In what seemed a cruel tease last Friday night, in Chicago's Soldier Field, under lights that young Abe Lincoln couldn't have read by, an NFL team played a game for the first and, it then appeared, possibly the last time this season, the world champion Kansas City Chiefs beating the College All-Stars 24-3.
At that point it looked like Len Dawson (who completed 17 of 21 passes for 153 yards and a touchdown) would be 1970's Most Valuable Player; Mike Garrett (see cover), who gained 47 yards in eight carries, as well as catching four passes for 34 yards, would be the rushing champion; the All-Stars' Bruce Taylor, a defensive back from Boston U. who also runs back kicks, would be Rookie of the Year; and for Comeback Player of the Year, take your pick of anybody who played poorly in the first half and well in the second.
But three days later the owners, after having met for nearly 24 hours, reached an agreement with the Players' Association, and the strike was settled.

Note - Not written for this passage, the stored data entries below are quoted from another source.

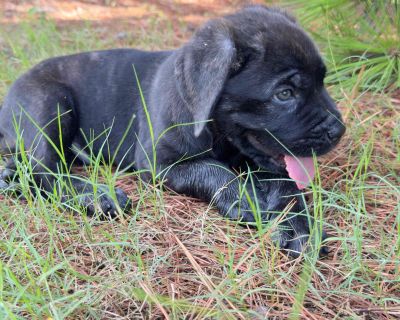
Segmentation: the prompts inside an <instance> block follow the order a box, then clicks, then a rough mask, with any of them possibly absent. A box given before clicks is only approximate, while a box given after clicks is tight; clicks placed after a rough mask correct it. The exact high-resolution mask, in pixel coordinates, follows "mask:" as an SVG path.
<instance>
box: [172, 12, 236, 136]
mask: <svg viewBox="0 0 400 320" xmlns="http://www.w3.org/2000/svg"><path fill="white" fill-rule="evenodd" d="M235 57H236V49H235V44H234V42H233V39H232V34H231V28H230V27H229V22H228V21H226V20H223V19H219V20H213V21H210V22H209V23H207V24H206V25H205V26H204V27H202V28H201V29H200V30H199V31H197V32H196V34H195V35H194V37H193V38H192V40H191V41H190V42H189V43H188V44H186V45H185V46H184V47H182V48H181V49H180V50H179V52H178V57H177V59H176V60H175V78H176V82H177V88H178V91H179V94H180V96H181V98H182V100H183V101H184V102H185V103H186V105H187V107H188V109H189V111H190V112H191V113H192V116H193V120H194V122H196V124H195V125H194V134H195V136H196V137H198V136H199V135H200V134H201V132H202V131H203V129H204V127H205V125H206V121H207V120H208V119H209V116H210V114H211V110H212V108H213V106H214V104H215V103H216V101H217V99H218V97H219V95H220V93H221V91H222V88H223V86H224V84H225V81H226V79H227V77H228V75H229V72H230V70H231V69H232V67H233V64H234V61H235Z"/></svg>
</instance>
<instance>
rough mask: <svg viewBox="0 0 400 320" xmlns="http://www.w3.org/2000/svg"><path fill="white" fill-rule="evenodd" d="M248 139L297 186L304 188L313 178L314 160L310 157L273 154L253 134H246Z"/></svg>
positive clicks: (275, 165) (306, 186)
mask: <svg viewBox="0 0 400 320" xmlns="http://www.w3.org/2000/svg"><path fill="white" fill-rule="evenodd" d="M247 137H248V141H249V142H250V143H251V144H252V145H253V146H254V147H255V148H256V149H258V150H259V151H261V152H262V153H263V154H265V155H266V156H267V157H268V160H269V162H270V163H272V164H273V165H274V166H276V167H277V168H278V169H279V171H286V173H287V174H288V175H289V177H290V178H292V179H293V180H294V181H295V182H296V185H297V188H299V189H304V188H305V187H307V186H308V185H309V184H310V183H311V181H312V180H313V179H314V175H315V170H314V160H313V158H312V157H294V156H292V155H288V154H283V153H281V154H273V152H272V151H271V150H270V149H268V148H267V147H265V146H264V145H263V143H262V142H261V141H260V140H259V139H258V138H257V137H256V136H254V135H251V134H250V135H248V136H247Z"/></svg>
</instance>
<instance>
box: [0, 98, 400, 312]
mask: <svg viewBox="0 0 400 320" xmlns="http://www.w3.org/2000/svg"><path fill="white" fill-rule="evenodd" d="M373 101H374V100H372V98H368V97H366V98H363V99H361V100H360V101H358V102H357V103H356V104H354V105H353V106H352V108H351V110H350V111H345V118H346V119H347V120H349V119H350V118H351V119H358V120H357V121H358V122H359V123H362V121H363V120H362V119H366V120H365V122H368V123H367V124H368V126H369V127H370V128H371V129H370V130H364V131H362V133H361V136H360V137H359V138H358V140H354V139H353V138H354V137H353V136H352V135H351V134H347V135H346V137H345V138H344V140H343V141H342V142H341V144H340V146H339V147H338V148H337V149H336V150H335V151H333V152H332V153H331V154H330V155H329V156H327V157H324V158H322V159H321V160H320V162H321V166H320V170H321V180H322V181H323V187H324V188H325V190H329V189H330V188H334V187H336V188H338V186H339V188H340V187H341V186H343V187H346V184H345V183H341V181H342V180H344V179H347V180H349V179H351V178H352V175H353V174H354V172H355V168H356V167H357V157H356V156H354V157H353V158H351V161H349V154H350V153H351V151H352V150H356V149H359V148H360V147H361V146H362V145H363V144H364V145H365V144H366V143H367V141H369V140H370V139H372V135H373V134H378V135H379V138H378V137H377V136H375V139H376V143H374V148H373V153H372V160H371V164H370V168H371V169H373V170H375V172H376V173H377V174H380V175H382V176H383V175H386V174H387V173H388V172H387V170H386V168H394V167H396V165H398V164H396V154H395V149H394V145H393V137H392V132H393V127H394V126H395V125H396V118H397V119H398V113H396V112H397V111H398V107H399V106H400V100H399V99H398V98H397V97H396V96H394V97H393V98H392V101H391V103H392V105H394V106H395V108H382V109H381V112H380V114H379V115H376V107H375V104H374V102H373ZM396 108H397V109H396ZM392 182H393V183H395V181H392ZM365 183H366V185H377V184H379V181H378V180H377V179H376V178H373V177H370V178H367V180H366V182H365ZM118 186H119V187H121V188H123V189H124V190H125V191H127V192H128V193H129V195H130V197H131V198H132V200H133V202H134V203H135V204H137V205H138V206H140V210H139V211H140V214H139V215H138V216H136V217H124V218H122V219H120V220H119V221H103V222H101V221H91V228H92V229H91V231H90V237H88V235H87V231H85V228H84V227H82V228H75V229H74V228H72V229H71V227H70V223H68V219H74V221H75V223H76V224H77V225H78V226H79V225H82V226H84V225H85V222H84V219H83V218H82V217H80V216H79V215H73V214H70V215H69V216H68V213H66V214H67V217H66V218H65V219H66V220H64V223H59V225H58V226H57V234H52V235H50V232H49V230H48V229H47V227H46V224H45V223H42V222H40V221H39V222H38V219H39V220H40V218H38V217H36V219H32V221H31V222H30V223H29V224H28V225H29V229H28V230H29V233H30V234H31V235H32V239H31V241H32V243H33V245H34V246H35V248H36V250H37V251H38V252H39V253H40V254H41V255H42V256H43V257H46V255H47V254H48V246H49V243H50V238H51V241H52V242H53V243H54V246H56V247H57V248H58V250H59V253H61V255H62V256H64V257H65V259H68V260H69V264H70V268H72V269H74V270H75V271H77V272H79V273H80V274H82V275H87V276H91V278H90V279H91V280H84V279H82V278H81V279H79V278H75V279H74V281H73V283H74V286H73V287H72V288H69V289H68V292H66V294H73V292H79V290H88V288H90V289H89V290H91V292H92V293H93V296H96V297H98V299H99V300H98V301H97V302H96V308H97V309H99V310H103V317H104V318H107V319H111V318H116V319H118V318H121V317H126V318H127V319H131V318H142V317H143V318H151V319H159V318H168V317H171V316H170V309H169V308H168V307H167V306H165V305H163V303H162V302H160V301H157V299H156V300H154V301H153V303H151V306H150V304H148V303H147V302H143V301H141V299H134V298H132V295H131V296H130V297H129V295H125V294H122V293H121V291H120V290H119V287H121V288H135V287H136V288H140V289H141V290H142V292H145V293H147V294H149V295H150V296H154V295H155V294H159V295H164V296H167V297H169V298H170V299H174V300H179V299H188V298H190V299H192V298H193V297H198V298H195V299H193V300H191V301H190V303H191V304H192V305H196V306H201V307H204V308H205V309H212V308H215V307H216V305H217V304H219V308H221V306H222V307H223V308H225V309H226V310H228V309H230V310H234V311H235V312H236V313H235V317H237V318H246V317H247V316H248V315H246V313H244V312H242V311H241V310H243V309H250V310H254V311H257V312H258V313H259V314H260V315H265V316H266V315H267V314H268V316H269V317H271V318H276V319H283V318H286V317H287V316H288V315H289V314H290V312H291V310H292V307H293V303H294V292H295V288H296V286H297V284H298V282H299V275H300V273H301V270H302V266H303V263H302V261H301V259H297V260H291V259H289V258H288V257H286V256H285V255H284V254H282V253H281V252H279V251H277V250H275V249H274V247H273V246H272V245H271V242H270V239H269V234H266V235H265V236H264V238H263V239H262V240H261V241H260V239H259V238H258V236H257V235H256V234H255V233H256V231H255V230H251V229H248V228H245V227H241V226H237V225H236V224H234V223H231V222H227V221H226V220H224V219H220V217H219V216H218V214H217V213H216V212H215V211H214V210H213V209H210V208H208V207H207V206H206V204H204V203H202V202H200V201H198V200H196V199H192V198H188V197H185V196H182V195H177V194H175V193H173V192H168V191H166V192H164V193H163V205H159V204H157V203H155V202H154V201H152V200H151V199H152V195H153V194H154V193H155V192H156V191H155V190H154V189H152V188H148V189H146V190H147V191H146V192H148V194H149V195H148V196H147V197H145V199H144V201H140V200H141V198H140V197H139V194H140V193H142V194H143V190H142V191H141V192H139V191H138V190H137V188H138V181H137V180H134V179H132V178H130V179H122V180H119V181H118ZM342 192H343V193H345V192H348V190H342ZM364 198H365V202H366V210H367V212H368V213H369V214H370V215H371V217H372V218H373V220H372V221H373V224H374V227H373V229H370V228H369V227H368V226H367V224H366V225H365V232H366V234H364V235H363V236H364V239H363V248H362V250H363V252H362V253H361V257H362V261H360V263H362V265H363V266H364V269H363V270H368V271H367V272H366V274H362V275H359V277H356V278H354V280H352V281H351V288H349V287H343V284H344V283H345V282H346V281H347V277H348V275H349V272H350V271H351V266H349V265H348V264H346V263H344V261H345V260H344V256H345V255H348V254H350V255H354V256H356V248H355V246H347V247H346V248H350V249H349V250H350V251H349V252H345V250H344V247H345V246H343V243H342V241H340V240H335V241H330V243H329V246H330V249H331V251H330V254H329V256H328V257H327V258H324V259H322V260H320V261H318V262H317V264H316V268H317V270H318V273H317V272H314V273H313V274H312V278H311V287H312V288H314V289H313V290H308V292H307V294H306V298H305V302H304V307H303V309H302V317H303V318H304V319H329V318H333V317H335V316H339V318H345V317H346V316H349V317H352V316H354V315H358V316H359V317H360V318H366V319H368V318H369V319H395V318H396V317H400V307H399V306H398V305H395V304H394V303H392V302H390V300H388V301H387V303H386V304H385V305H375V304H374V303H373V302H371V299H367V298H366V297H367V296H369V297H371V296H372V297H377V295H378V294H379V295H380V296H382V297H392V298H394V299H397V301H398V300H399V299H400V283H399V282H396V279H397V280H398V278H399V274H400V270H399V262H398V257H397V258H396V257H392V261H387V262H386V263H385V264H382V263H381V262H380V261H378V260H377V259H376V258H375V257H374V255H373V252H374V250H376V251H379V250H385V248H383V249H382V248H381V245H382V244H381V236H382V234H388V233H393V232H394V230H393V226H394V225H396V222H395V219H396V216H395V214H393V212H395V210H397V209H396V206H397V204H398V201H399V199H398V198H396V194H394V193H393V192H388V190H385V189H382V190H373V189H370V190H369V189H368V190H365V192H364ZM1 200H2V201H3V200H6V199H4V198H2V199H1ZM142 200H143V199H142ZM10 206H11V203H10ZM325 214H326V218H325V220H326V221H327V222H328V223H327V225H329V224H331V225H332V226H334V227H333V228H332V227H330V228H329V227H328V231H329V233H330V235H332V236H333V237H343V235H344V234H347V235H352V230H351V229H352V227H353V225H352V222H351V221H346V219H345V215H343V214H342V213H341V212H340V211H337V210H334V209H329V210H327V212H325ZM12 227H13V226H12V224H10V225H9V228H12ZM362 228H364V227H362ZM338 230H342V231H340V232H342V234H339V233H338V232H339V231H338ZM1 231H2V232H1V233H2V234H3V235H6V234H7V230H1ZM127 234H131V235H132V234H134V236H130V237H126V235H127ZM107 235H108V236H107ZM109 235H111V238H112V239H113V240H112V241H118V240H119V239H121V242H125V243H124V244H121V245H110V246H101V245H95V244H98V243H105V242H107V241H109V240H108V239H109ZM132 239H135V241H136V242H134V241H133V240H132ZM393 239H395V237H393ZM386 245H387V244H386ZM392 245H393V246H394V245H395V243H393V244H392ZM138 247H140V252H139V251H138V250H137V248H138ZM232 248H234V250H233V249H232ZM132 256H140V258H141V259H142V264H143V266H140V263H135V259H132ZM4 258H5V259H7V257H4ZM54 259H56V260H57V259H60V254H59V255H58V256H55V257H54ZM229 259H232V261H233V262H232V266H233V267H232V270H231V271H232V272H233V274H234V275H235V277H236V278H235V279H234V280H232V281H231V282H228V284H222V285H221V286H220V284H221V283H222V281H224V280H226V279H227V278H229V277H233V276H232V273H229V272H228V270H230V268H229V263H228V262H229ZM396 259H397V262H396ZM4 261H5V260H4ZM346 261H347V260H346ZM54 264H56V262H55V263H54ZM34 271H35V270H33V272H34ZM59 272H62V270H60V271H59ZM360 272H361V271H360ZM117 275H118V276H117ZM37 276H40V270H38V271H37ZM69 277H71V275H69ZM365 277H370V279H369V282H368V281H361V280H362V279H365ZM379 277H382V278H383V279H385V280H384V281H380V282H379V279H378V278H379ZM374 278H376V282H375V285H378V286H379V293H378V292H377V289H376V286H374V287H372V286H371V283H374ZM93 279H95V280H93ZM225 283H226V282H225ZM377 283H378V284H377ZM55 285H57V284H55ZM257 288H258V289H261V288H263V289H265V290H258V291H257V290H255V289H257ZM268 288H269V289H271V291H268V290H267V289H268ZM53 289H54V290H56V289H57V290H58V289H59V288H53ZM124 290H128V289H124ZM210 292H216V293H218V295H219V296H220V298H219V299H217V298H215V295H213V296H210V295H208V294H209V293H210ZM243 295H245V297H244V298H243V300H242V301H241V302H236V301H233V302H232V300H230V299H226V298H225V297H229V296H236V297H239V298H240V297H241V296H243ZM217 300H218V301H217ZM147 301H149V300H147ZM189 310H190V309H189ZM85 313H86V311H85V308H84V307H82V308H80V309H78V310H77V311H76V312H75V313H74V314H73V316H72V317H71V319H77V318H85ZM194 314H196V313H194Z"/></svg>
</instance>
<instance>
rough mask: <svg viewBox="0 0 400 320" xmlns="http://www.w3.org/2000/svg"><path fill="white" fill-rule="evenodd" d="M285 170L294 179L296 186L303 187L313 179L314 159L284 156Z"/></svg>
mask: <svg viewBox="0 0 400 320" xmlns="http://www.w3.org/2000/svg"><path fill="white" fill-rule="evenodd" d="M285 163H286V171H287V172H288V173H289V177H291V178H292V179H293V180H294V181H296V184H297V188H299V189H304V188H305V187H307V186H308V185H309V184H310V182H311V180H312V179H314V174H315V172H314V161H313V158H312V157H310V158H300V157H296V158H295V157H291V156H285Z"/></svg>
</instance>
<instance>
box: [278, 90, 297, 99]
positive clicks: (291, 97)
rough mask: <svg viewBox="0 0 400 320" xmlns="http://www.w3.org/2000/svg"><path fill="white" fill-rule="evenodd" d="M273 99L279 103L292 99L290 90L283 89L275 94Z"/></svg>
mask: <svg viewBox="0 0 400 320" xmlns="http://www.w3.org/2000/svg"><path fill="white" fill-rule="evenodd" d="M275 97H276V98H278V99H279V100H281V101H286V100H289V99H291V98H292V97H293V90H292V89H285V90H282V91H280V92H278V93H276V94H275Z"/></svg>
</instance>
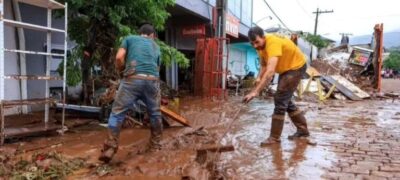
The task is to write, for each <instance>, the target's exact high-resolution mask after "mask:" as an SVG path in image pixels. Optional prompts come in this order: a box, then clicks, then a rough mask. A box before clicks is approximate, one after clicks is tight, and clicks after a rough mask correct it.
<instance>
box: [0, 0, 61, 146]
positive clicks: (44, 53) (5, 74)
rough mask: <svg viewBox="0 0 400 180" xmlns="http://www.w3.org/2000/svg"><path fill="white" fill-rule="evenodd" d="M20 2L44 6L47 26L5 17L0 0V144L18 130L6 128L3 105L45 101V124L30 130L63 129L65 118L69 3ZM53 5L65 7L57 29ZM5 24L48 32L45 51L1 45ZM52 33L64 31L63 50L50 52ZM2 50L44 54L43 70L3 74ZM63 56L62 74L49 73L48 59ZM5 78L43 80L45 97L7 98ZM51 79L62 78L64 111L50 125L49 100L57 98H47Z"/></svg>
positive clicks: (29, 0)
mask: <svg viewBox="0 0 400 180" xmlns="http://www.w3.org/2000/svg"><path fill="white" fill-rule="evenodd" d="M18 1H19V2H22V3H26V4H30V5H33V6H37V7H42V8H45V9H47V26H40V25H35V24H30V23H25V22H21V21H15V20H10V19H5V16H4V14H5V13H4V1H1V0H0V113H1V117H0V118H1V119H0V123H1V129H0V145H2V144H3V143H4V140H5V139H6V138H10V137H13V136H17V135H18V131H17V130H15V129H14V130H8V129H6V128H5V127H4V126H5V115H4V110H5V109H6V108H11V107H15V106H23V105H36V104H44V105H45V112H44V125H42V127H31V128H32V131H35V132H40V131H48V130H50V129H58V128H61V129H63V127H64V121H65V102H66V101H65V97H66V93H65V92H66V66H67V49H68V47H67V37H68V34H67V31H68V16H67V14H68V11H67V9H68V5H67V3H66V4H65V5H63V4H61V3H59V2H56V1H54V0H18ZM54 9H64V11H65V29H64V30H62V29H56V28H52V10H54ZM4 25H6V26H12V27H16V28H24V29H31V30H35V31H42V32H46V33H47V43H46V44H47V52H35V51H25V50H17V49H5V47H4V41H5V37H4ZM52 33H63V34H64V38H65V39H64V53H63V54H57V53H51V49H52V48H51V44H52V43H51V34H52ZM5 52H12V53H23V54H33V55H41V56H46V74H45V75H44V76H36V75H21V74H19V75H9V74H5V72H4V70H5V69H4V68H5V65H4V64H5V59H4V53H5ZM53 56H55V57H63V59H64V61H63V62H64V64H63V68H64V70H63V76H62V77H58V76H50V68H51V61H52V57H53ZM5 79H10V80H20V81H21V80H44V81H45V84H46V85H45V97H44V98H43V99H19V100H6V99H5V96H4V89H5V86H6V85H5V81H4V80H5ZM50 80H58V81H60V80H61V81H63V96H62V100H61V101H62V102H61V103H62V104H63V111H62V123H61V127H59V126H54V125H49V124H48V122H49V105H50V104H51V103H55V102H56V100H55V99H53V98H50V90H49V81H50Z"/></svg>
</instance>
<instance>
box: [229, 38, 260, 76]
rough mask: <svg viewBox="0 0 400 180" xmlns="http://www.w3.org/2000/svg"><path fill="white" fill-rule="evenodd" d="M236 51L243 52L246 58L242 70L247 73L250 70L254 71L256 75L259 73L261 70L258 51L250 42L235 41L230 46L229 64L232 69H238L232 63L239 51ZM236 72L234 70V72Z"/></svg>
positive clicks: (230, 69) (244, 61)
mask: <svg viewBox="0 0 400 180" xmlns="http://www.w3.org/2000/svg"><path fill="white" fill-rule="evenodd" d="M235 51H241V52H243V55H244V56H242V57H243V58H244V64H243V66H242V68H243V69H242V70H243V71H244V72H245V74H247V73H249V72H250V71H252V72H254V75H257V73H258V71H259V62H258V55H257V52H256V51H255V50H254V48H252V47H251V46H250V44H249V43H235V44H231V45H230V48H229V66H228V69H229V70H231V71H232V69H234V68H235V69H237V67H234V66H233V65H232V64H233V63H232V61H234V60H235V59H237V57H235V56H237V53H235ZM232 73H234V72H232Z"/></svg>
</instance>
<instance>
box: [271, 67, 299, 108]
mask: <svg viewBox="0 0 400 180" xmlns="http://www.w3.org/2000/svg"><path fill="white" fill-rule="evenodd" d="M306 70H307V64H305V65H304V66H303V67H301V68H300V69H297V70H290V71H287V72H285V73H283V74H280V75H279V81H278V89H277V91H276V93H275V96H274V103H275V109H274V114H275V115H285V113H286V112H288V113H292V112H295V111H296V110H298V109H297V107H296V105H295V104H294V102H293V100H292V97H293V93H294V92H295V91H296V89H297V86H298V85H299V83H300V80H301V79H302V77H303V75H304V73H305V72H306Z"/></svg>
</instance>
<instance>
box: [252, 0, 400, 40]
mask: <svg viewBox="0 0 400 180" xmlns="http://www.w3.org/2000/svg"><path fill="white" fill-rule="evenodd" d="M266 1H267V2H268V4H270V6H271V7H272V8H273V10H274V11H275V12H276V14H277V15H278V16H279V17H280V18H281V19H282V21H283V22H284V23H285V24H286V25H287V26H288V27H289V28H290V29H291V30H303V31H308V32H314V23H315V14H313V13H312V12H314V11H316V9H317V8H318V7H319V8H320V9H321V10H333V11H334V12H333V13H328V14H321V15H320V17H319V24H318V34H321V35H323V36H326V37H329V38H332V39H334V40H338V39H340V35H339V33H352V34H353V35H355V36H358V35H370V34H372V33H373V27H374V25H375V24H377V23H384V31H385V32H390V31H397V32H400V10H399V7H400V1H399V0H266ZM253 5H254V6H253V7H254V8H253V13H254V14H253V21H254V22H257V21H259V20H260V19H262V20H261V21H259V22H258V23H257V24H258V25H259V26H260V27H262V28H268V27H271V26H275V27H277V25H278V24H280V23H279V21H278V19H277V18H276V17H275V16H274V15H273V14H272V13H271V11H270V10H269V9H268V7H267V6H266V5H265V3H264V0H254V4H253ZM267 16H271V17H272V20H271V19H269V18H265V17H267Z"/></svg>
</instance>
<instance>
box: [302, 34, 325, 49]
mask: <svg viewBox="0 0 400 180" xmlns="http://www.w3.org/2000/svg"><path fill="white" fill-rule="evenodd" d="M305 38H306V40H307V41H308V42H310V43H311V44H313V45H314V46H316V47H317V48H318V49H321V48H325V47H328V45H329V42H328V41H327V40H324V39H322V38H321V36H320V35H313V34H308V35H307V36H306V37H305Z"/></svg>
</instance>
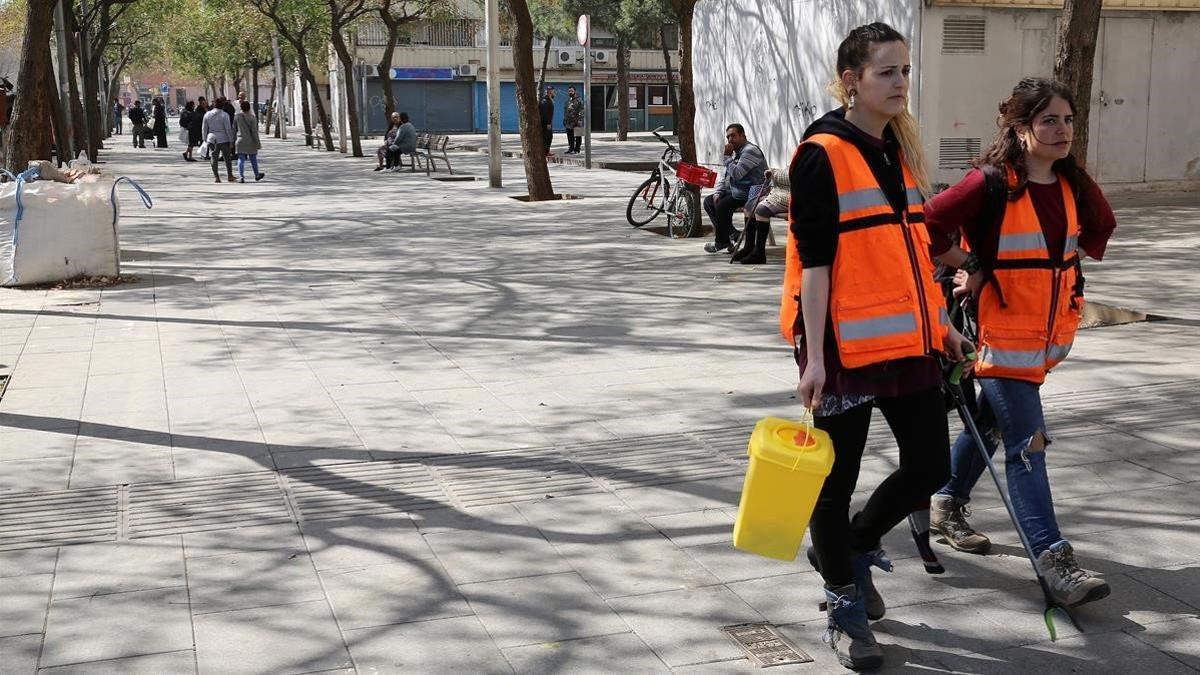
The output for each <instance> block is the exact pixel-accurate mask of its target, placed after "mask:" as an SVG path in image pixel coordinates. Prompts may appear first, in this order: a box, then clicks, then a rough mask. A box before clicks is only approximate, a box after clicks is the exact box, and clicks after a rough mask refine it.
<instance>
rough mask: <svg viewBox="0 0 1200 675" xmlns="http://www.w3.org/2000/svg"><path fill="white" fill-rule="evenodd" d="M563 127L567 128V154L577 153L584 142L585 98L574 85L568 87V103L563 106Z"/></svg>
mask: <svg viewBox="0 0 1200 675" xmlns="http://www.w3.org/2000/svg"><path fill="white" fill-rule="evenodd" d="M563 127H564V129H565V130H566V154H568V155H577V154H578V153H580V144H582V143H583V132H582V131H576V130H580V129H583V98H582V97H580V95H578V94H576V92H575V88H574V86H568V88H566V104H565V106H564V107H563Z"/></svg>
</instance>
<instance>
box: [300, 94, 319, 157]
mask: <svg viewBox="0 0 1200 675" xmlns="http://www.w3.org/2000/svg"><path fill="white" fill-rule="evenodd" d="M300 115H301V117H302V118H304V144H305V145H313V144H314V143H316V142H314V141H313V138H312V110H311V109H310V107H308V80H307V79H305V78H302V77H301V78H300Z"/></svg>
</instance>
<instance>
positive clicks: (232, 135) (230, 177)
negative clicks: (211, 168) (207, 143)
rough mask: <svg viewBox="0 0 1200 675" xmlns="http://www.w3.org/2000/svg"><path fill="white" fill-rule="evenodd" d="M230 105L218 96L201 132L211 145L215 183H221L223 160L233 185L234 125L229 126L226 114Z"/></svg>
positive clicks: (205, 113)
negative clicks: (229, 105) (219, 165)
mask: <svg viewBox="0 0 1200 675" xmlns="http://www.w3.org/2000/svg"><path fill="white" fill-rule="evenodd" d="M227 103H228V101H226V98H224V96H217V97H216V98H215V100H214V101H212V109H211V110H209V112H208V113H205V114H204V126H203V129H202V130H200V132H202V133H203V135H204V141H205V142H206V143H208V144H209V156H210V157H211V161H212V178H214V179H216V180H215V181H214V183H221V173H220V172H218V171H217V165H218V163H220V162H221V161H222V160H223V161H224V165H226V178H227V179H228V180H229V183H233V142H234V131H233V125H232V124H229V115H228V114H226V112H224V106H226V104H227Z"/></svg>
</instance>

Earlier in the week the owners had tried, and failed, to break the strike by opening the training camps to veterans. "We knew that would happen," said Jim Tyrer, the Chiefs' player representative. "The owners are trying to weaken the players and get them to go to camp and bust the Players' Association."
When a handful of veterans reported, Players' Association leaders said no action would be taken against scabs, but as Ben Davidson of the Oakland Raiders put it, "Football is a rough game, and it's conceivable that a team that went against all the other teams in the dispute might find itself suffering an unusual number of injuries." Later he said he had just been joking. Tee, hee.
After the owners threw open the camps, 25 of the 26 player reps (Tyrer was working out with the Chiefs) and 56 other players met at a hotel near Chicago's O'Hare Airport. The next afternoon they notified the owners that the players were officially on strike.
" Bart Starr made one of the most impressive presentations I've ever heard," said Bennie McRae of the Bears. "He said we had to show our strength, that we're at a crossroads and that the survival of our association depends on sticking together."
The main cause of the strike was a difference of about $8 million in what the players and the owners thought the owners should contribute to the pension plan in the forthcoming four-year contract. (The settlement called for the owners to ante up $4.5 million annually, which just about matched their original offer, but they made concessions in other areas.) Owner Lamar Hunt of Kansas City had called the players' figure "unrealistic." He said there would be a season even if retired players had to be brought back and minor-leaguers brought up. "In '60 we started from scratch," he said, "and we can do it again."
Philadelphia Owner Leonard Tose disagreed. "I think there is a possibility the season is over now," he said. Charles (Stormy) Bidwill, president of the St. Louis Cardinals, lined up with Tose: "We'll go just so far, and then we'll cancel everything."
The players were equally direful. "We've waited this long, and it's been costly," said Lionel Aldridge. "I'm not going to go to Green Bay until the Players' Association tells me to or this thing is settled."